Prince Looks Outside for Strings on ‘Anotherloverholenyohead’
To celebrate the incredibly prolific, influential and diverse body of work left behind by Prince, we will be exploring a different song of his each day for an entire year with the series 365 Prince Songs in a Year.
For all of Prince’s skills at composing and arranging, when it came to writing for strings, he often looked to Clare Fischer. Their relationship began with 1986’s Parade, and tracks such as “Anotherloverholenyohead.”
The connection came through Susannah Melvoin, Prince’s girlfriend at the time and the twin sister of Revolution guitarist Wendy Melvoin. “Clare had done work with my father [jazz musician Mike Melvoin],” Susannah told Beautiful Nights. “My father being the arranger and Clare being the string arranger. … Prince and I were listening to a bunch of Rufus records back in the day — and this was before we thought about doing strings on the first record. We were talking about how brilliant the strings were on those albums.” She suggested getting Fischer to write a string part, then called her father, who put the two parties in touch.
‘We sent him the 24-track,” she continued. “He got back to us right away and said ‘Absolutely.’ Within a month we had all the lead sheets and we had the entire score for the record. We went in and cut it and I couldn’t have been happier.”

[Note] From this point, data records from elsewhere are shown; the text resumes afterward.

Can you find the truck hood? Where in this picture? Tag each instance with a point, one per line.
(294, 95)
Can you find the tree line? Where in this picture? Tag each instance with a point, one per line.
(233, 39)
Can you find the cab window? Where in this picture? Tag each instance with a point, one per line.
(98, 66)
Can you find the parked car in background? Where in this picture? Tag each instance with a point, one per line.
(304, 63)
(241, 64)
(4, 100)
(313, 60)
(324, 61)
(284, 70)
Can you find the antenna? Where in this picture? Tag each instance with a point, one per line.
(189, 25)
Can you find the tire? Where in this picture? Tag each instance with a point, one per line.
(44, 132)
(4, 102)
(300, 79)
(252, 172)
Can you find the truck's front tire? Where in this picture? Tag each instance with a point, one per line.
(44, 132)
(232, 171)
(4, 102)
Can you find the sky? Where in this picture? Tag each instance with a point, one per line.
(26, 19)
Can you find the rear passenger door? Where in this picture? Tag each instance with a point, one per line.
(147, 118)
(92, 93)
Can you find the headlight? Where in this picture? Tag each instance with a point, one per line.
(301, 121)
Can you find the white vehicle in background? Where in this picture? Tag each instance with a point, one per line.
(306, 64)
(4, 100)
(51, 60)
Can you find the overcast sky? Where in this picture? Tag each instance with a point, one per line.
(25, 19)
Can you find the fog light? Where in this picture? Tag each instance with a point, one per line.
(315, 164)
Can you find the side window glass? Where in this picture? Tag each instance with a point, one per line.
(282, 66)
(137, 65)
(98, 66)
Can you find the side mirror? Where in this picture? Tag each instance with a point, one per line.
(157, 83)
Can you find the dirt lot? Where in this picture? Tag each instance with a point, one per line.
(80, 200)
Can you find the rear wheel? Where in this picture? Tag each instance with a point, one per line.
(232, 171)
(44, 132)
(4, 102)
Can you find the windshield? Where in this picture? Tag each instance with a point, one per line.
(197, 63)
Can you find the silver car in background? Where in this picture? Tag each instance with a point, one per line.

The dissonant strings run counter to the breezy funk of “Anotherloverholenyohead,” which features Susannah on background vocals. But it wasn’t enough to turn the song into a hit. Released as the third single from Parade, after “Kiss” and “Mountains,” it peaked at No. 63, the worst-performing single in the U.S. for Prince since 1982’s “Do Me, Baby” failed to chart.
Still, Fischer and Prince worked together frequently over the next few years, working on the soundtracks to Batman and Graffiti Bridge, and “Pink Cashmere,” a 1988 outtake that found a home as a previously unreleased track on 1993’s The Hits 1. Fischer also wrote the string charts for “Te Amo Corazon,” the first single from 2006’s 3121. Michael Nelson, who also worked as an arranger for Prince, told Rolling Stone that he heard from Brent Fischer, Clare’s son, that for every song they made that got released, 25 are in the vault.
But for all the music they made together, they never actually met. “Prince is intelligent,” Fischer said in 1998. “He never visits the studio when I am working for him; and I have never met him in person. He sends me memos and we talk over the phone. Once I sent him my 2+2 Grammy-winning CD. I heard from people that were present at the time that while he took out the disc he looked away from the cover, saying, ‘I don’t want to know what he looks like. It is working just fine as it is.’ Prince does not want to meet me because he knows that the minute he walks into a studio he will start interfering. It is uncommon that a person with such a strong ego realizes that I have an ego too.”